Restaurant reviews | The very civilised Newman Street Tavern

Restaurant reviews

The very civilised Newman Street Tavern

Sometimes it’s good to go to a place without much in the way of expectations. The Newman Street Tavern sounded on the face of it like just another restaurant climbing on the fashionable Fitzrovia bandwagon . . .

A chef who wasn’t on my radar, the usual guff about sourcing the best ingredients and a name that suggests what Americans might think of as a British pub.

In fact it’s charming and cosy, much more in the mould of two other recent retro openings, Quality Chophouse and Green Man, French Horn.

Chef Peter Weeden comes from the former Conran empire (Paternoster Chop House and The Boundary), a heritage you can immediately spot from the crustacea bar common to Conran restaurants in their heyday. Fish comes in daily from Cornwall. Meat is aged in a maturing room downstairs and butchered on the spot. Bread (good old fashioned white and wholemeal loaves) is freshly baked in house.

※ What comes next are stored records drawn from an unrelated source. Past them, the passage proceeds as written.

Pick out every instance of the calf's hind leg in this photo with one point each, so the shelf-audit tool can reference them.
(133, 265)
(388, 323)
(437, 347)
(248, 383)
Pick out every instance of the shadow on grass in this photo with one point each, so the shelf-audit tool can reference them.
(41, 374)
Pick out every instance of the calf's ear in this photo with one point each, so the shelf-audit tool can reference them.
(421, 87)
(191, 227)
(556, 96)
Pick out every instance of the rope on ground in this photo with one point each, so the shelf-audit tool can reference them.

Our meal kicked off with briny oysters (Colchester rock served with shallot vinegar and a cucumber and manzanilla dressing) and, for the oyster-intolerant, some lovely sweet, simply dressed crab.

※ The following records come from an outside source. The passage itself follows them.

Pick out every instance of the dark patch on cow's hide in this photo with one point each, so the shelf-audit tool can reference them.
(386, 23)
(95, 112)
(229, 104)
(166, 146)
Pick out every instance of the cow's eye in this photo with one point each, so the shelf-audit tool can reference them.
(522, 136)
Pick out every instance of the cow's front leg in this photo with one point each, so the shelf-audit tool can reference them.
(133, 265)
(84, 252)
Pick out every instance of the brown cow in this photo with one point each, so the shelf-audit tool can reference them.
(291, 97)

There was a small bowl of very intensely flavoured red mullet soup (using 'all the bits of the fish', as Weeden nicely put it) made in a British fashion with saffron but without tomato and some well-judged finely shredded orange which offset the slight bitterness of the livers.

Soused red mullet followed in a sharply-flavoured vinegary broth. You might be thinking 'too much red mullet' but I really liked the fact that the same ingredient was used two different ways because it was good and in season.

There was a perfectly judged rosy pink rib of beef served with a fiery beetroot and horseradish sauce and some amazingly good triple fried potatoes finished with a lavish amount of garlic oil from which you can see that NST would be a good place to go for Sunday lunch.

And very English puddings of the kind you'd expect to find at a dinner party thrown by a foodie friend: the inevitable sticky toffee pudding - the chocolate fondant de nos jours - and a delicious crabapple 'autumn' jelly served with rich chunks of quince and a small lake of double cream.

The wine list, which has been drawn up by co-owner Nigel Sutcliffe who used to work at the Fat Duck, is also a draw: 250 interesting wines divided up into enticing categories like Sea and Ocean and Mountain Reds. Several are available by the glass. and a good number are natural which certainly rocked my boat. The headily perfumed 2009 Vacqueyras "Les Restanques de Cabassole" Roucas-Tomba we had with the beef (albeit an eye-watering £66*) was utterly delicious. As indeed it should have been for that price though there are many cheaper options.

Bar food such as Spicy Moon's Farm beer sticks (aka scratchings) sounds fun and would make the Newman Street Tavern a good option for what Fergus Henderson of St John calls 'a little bun moment' round about 4 in the afternoon. That and its menu of Bloody Marys . . .

On the downside, it’s quite crowded and noisy, even in the upstairs restaurant and I suspect service could get a little slow at busy times.

Good for: visitors to the UK wanting a typically English experience, wine lovers

Not so good for: quiet romantic evenings, vegetarians

Newman Street Tavern is - surprise, surprise - in Newman Street (no 48) just north of Oxford Street and west of Tottenham Court Road. Tel: 020 3667 1445.

*I ate at the Newman Street Tavern as a guest of the restaurant. And we were served a set menu so didn't get a full chance to put the dining room through its paces. I would/will go back though.